Friday, February 26, 2010

"If a family cannot stay together because there is not enough work or money for them to survive otherwise, surely that is poverty"

--- Jaman Matthews, in his report for Heifer on a visit to Jaltenango, a dusty outpost in rural Chiapas

Matthews writes:
"Poverty is an elusive concept to pin down. Most of us have a preconceived idea of what poverty looks like. The people in these coffee-growing communities didn’t fit those stereotypes—there were no skeleton-thin children, no one was dirty or ragged, the view down into the coffee plots was breathtaking. There were even a few vehicles in some of the villages.

"But all of these things hide the hardscrabble existence here. The vehicles are used to go to Jaltenango once a month for basic supplies, like beans and corn, not for joyriding. The children may not be thin, but they are often severely undernourished. And even though the villages are surrounded by coffee, we never had coffee in any of them. Families here do not, it seems, drink the product they grow any more than an Iowa corn farmer consumes what he grows. Coffee is the way they eke out a barebones survival."

Thursday, February 11, 2010

"Google loves challenging old business models with new technology ideas"

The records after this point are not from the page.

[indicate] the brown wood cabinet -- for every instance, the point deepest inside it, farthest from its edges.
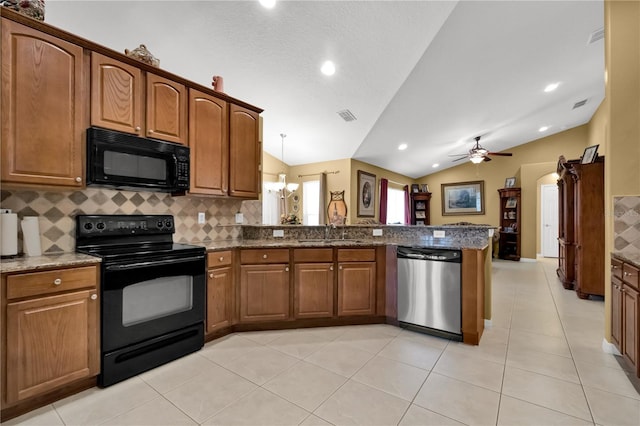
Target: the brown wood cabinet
(51, 335)
(313, 283)
(625, 302)
(582, 247)
(44, 109)
(510, 232)
(356, 282)
(245, 177)
(219, 290)
(209, 143)
(264, 285)
(420, 211)
(126, 99)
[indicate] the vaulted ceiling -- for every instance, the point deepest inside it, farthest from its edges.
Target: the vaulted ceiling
(430, 74)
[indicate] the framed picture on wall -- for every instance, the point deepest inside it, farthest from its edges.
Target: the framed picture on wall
(366, 194)
(463, 198)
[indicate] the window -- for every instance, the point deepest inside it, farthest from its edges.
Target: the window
(311, 202)
(395, 206)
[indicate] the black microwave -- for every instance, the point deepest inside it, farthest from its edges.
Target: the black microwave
(123, 161)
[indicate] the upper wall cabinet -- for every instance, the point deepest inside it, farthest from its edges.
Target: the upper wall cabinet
(44, 114)
(120, 102)
(244, 157)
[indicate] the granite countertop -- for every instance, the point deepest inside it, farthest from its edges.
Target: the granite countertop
(632, 258)
(49, 261)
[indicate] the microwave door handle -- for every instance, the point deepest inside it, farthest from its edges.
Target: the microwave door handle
(152, 263)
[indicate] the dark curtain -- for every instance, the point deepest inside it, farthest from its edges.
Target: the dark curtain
(407, 206)
(384, 186)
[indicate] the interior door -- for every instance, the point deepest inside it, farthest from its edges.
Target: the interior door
(549, 233)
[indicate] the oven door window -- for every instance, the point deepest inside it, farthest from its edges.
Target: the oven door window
(156, 298)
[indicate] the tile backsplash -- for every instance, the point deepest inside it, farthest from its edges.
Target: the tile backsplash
(626, 224)
(57, 210)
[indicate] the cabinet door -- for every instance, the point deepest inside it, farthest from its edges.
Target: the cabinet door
(44, 115)
(630, 326)
(616, 313)
(244, 156)
(209, 143)
(116, 95)
(313, 290)
(219, 298)
(356, 288)
(51, 341)
(264, 292)
(166, 109)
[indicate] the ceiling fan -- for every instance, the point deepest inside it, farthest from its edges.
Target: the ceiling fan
(478, 154)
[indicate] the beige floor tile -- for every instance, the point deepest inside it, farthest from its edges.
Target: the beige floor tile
(209, 393)
(176, 373)
(461, 401)
(95, 405)
(260, 407)
(612, 409)
(340, 358)
(607, 379)
(393, 377)
(470, 369)
(261, 364)
(157, 412)
(44, 416)
(306, 385)
(516, 412)
(413, 351)
(543, 363)
(546, 391)
(358, 404)
(418, 416)
(523, 340)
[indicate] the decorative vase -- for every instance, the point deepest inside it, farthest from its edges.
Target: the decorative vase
(31, 8)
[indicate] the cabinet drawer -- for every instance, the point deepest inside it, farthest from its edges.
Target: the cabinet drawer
(264, 256)
(218, 258)
(356, 255)
(37, 283)
(313, 255)
(616, 268)
(630, 275)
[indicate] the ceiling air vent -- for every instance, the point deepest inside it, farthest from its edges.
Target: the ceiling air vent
(347, 115)
(596, 35)
(579, 103)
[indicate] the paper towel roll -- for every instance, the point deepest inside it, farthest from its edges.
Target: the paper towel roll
(9, 229)
(31, 236)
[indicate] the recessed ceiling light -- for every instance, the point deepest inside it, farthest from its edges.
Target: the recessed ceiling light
(269, 4)
(551, 87)
(328, 68)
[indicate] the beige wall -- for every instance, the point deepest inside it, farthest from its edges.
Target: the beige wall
(529, 163)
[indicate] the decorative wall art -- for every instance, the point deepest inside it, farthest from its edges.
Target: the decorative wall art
(366, 194)
(462, 198)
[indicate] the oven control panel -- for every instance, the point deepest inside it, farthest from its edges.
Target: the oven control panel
(114, 225)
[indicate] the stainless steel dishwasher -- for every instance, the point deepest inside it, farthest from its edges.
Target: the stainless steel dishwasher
(429, 291)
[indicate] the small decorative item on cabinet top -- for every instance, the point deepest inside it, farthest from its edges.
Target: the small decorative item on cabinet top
(31, 8)
(142, 54)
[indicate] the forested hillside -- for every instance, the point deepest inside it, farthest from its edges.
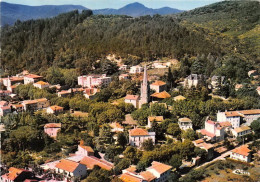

--- Mark Sullivan in his PC World piece on 10 Feb 2010 "Google Challenge to US Broadband Might Actually Change Things"

In context:
The announcement comes right on the heels of the federal government releasing the first round of funding for broadband networks to rural and underserved areas. It appears to be intended as an adjunct to the FCC’s own Broadband Plan, as if to say: “See, you can do it like this.”

Google loves challenging old business models with new technology ideas. Today’s announcement is the search giant’s opening salvo in a challenge to US broadband, which is monopolistic, slow and sees openness as a threat to profits.


I sincerely hope the tech and telecom communities rally around what Google is trying to do here. The planned fiber networks are not big enough to excite the suspicions among privacy conspiracy junkies that Google is only running the networks to collect more data about us, and as a new platform for its advertising business.

If the network goes national, those will be important questions to explore. For now, though, Google has a rare opportunity to put real pressure on large ISPs like AT&T and Comcast to sell more bandwidth for less money.

I can get behind that.
More a more neutral report, see the Wall Street Journal, "Google Jolts Telecom Rivals", 11 Feb 2010.

If nothing else, this is PR genius of the caliber we've come to expect of Google. Huge bang for little buck.